Since I once found it difficult to understand things that others would usually breeze through, I had to write this. It’s time to close the gap between an unconventional and traditional way of learning/absorbing.
When I first see how things or aspects are put together that are of interest, by watching the relationship between processes, I come to an understanding or a knowing.
The feeling it gives is that something internal is unlocked and broadened, or an insight strengthens thru a sense of expansion and superiority. Rushing in is a wave of overall satisfaction from learning something interesting for the first time.
Ah, yes… Stimulation that destroys the barriers surrounding my small limited self.
Till one or two minutes later…
Space to Understand
Although I naturally store records of all played events that come with my ability to rebroadcast for whatever reasons, I find that nowadays, I’m less inclined to return to the library once I’ve understood something. I learnt that these Picture + Audio on-demand files don’t get any clearer by continually grabbing on and replaying them over and over.
Because whenever I had jammed on the ‘repeat’ switch glueing myself to the screen, which at one stage was ‘the norm’ and I couldn’t detach no matter what I’d try, that is when I became most susceptible to a distortion taking over. My perception could easily mix things up from here, throwing the entire line of understanding whatever I’m looking at totally out of synch.

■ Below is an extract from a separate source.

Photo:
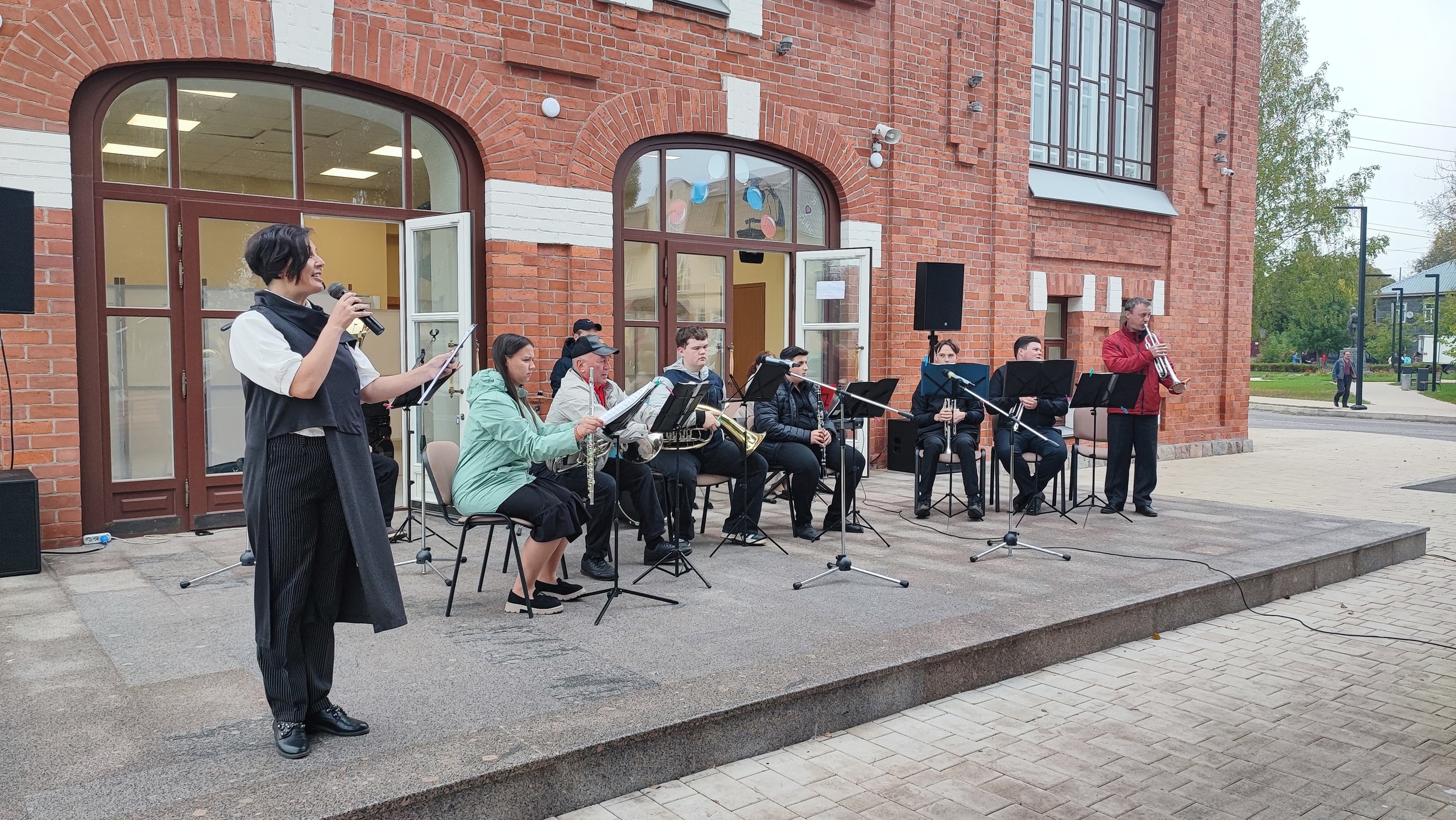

More Pieces to the Puzzle…
Let’s say, I felt I had missed something important during the experience, or I skimmed over information leading in or out too fast from a dodgy recording. Naturally, the next time I pull information from this scene, I’d grab hard into my memory, desperately looking for a missing part. I would attempt to ‘re-experience’ the same sensations that triggered the initial insight or knowing while hoping to gain something more.
I’ve spent much of my life re-examining the slides that I wanted to either extend, expand or learn further on from.
But unfortunately, nothing ever measured up quite like the original experience or the first rush of sensation that poured in and I’d barely learn anything else or more, on top. Was I missing something important?
This Made Me Wonder…
What’s really going on up there?
Am I simply attached to these near-duplicate greater understanding sensations while thinking something of value got left out during Round 1 in the live recording?
Should I keep hunting and extracting MORE of this knowing/feeling (explosive insight material) in the hope of unlocking the next piece of the puzzle, as I’m able to quickly and easily cash in on ‘repeat stimulation’ by cloning the event in my mind. Like, theatre?
Or was I simply learning not much else and only adding an extra delay to any potential revelation, by distorting whatever’s in front with a dirty or busy memory filter?
Hrmm, yes… The deep-deep travelled to another level.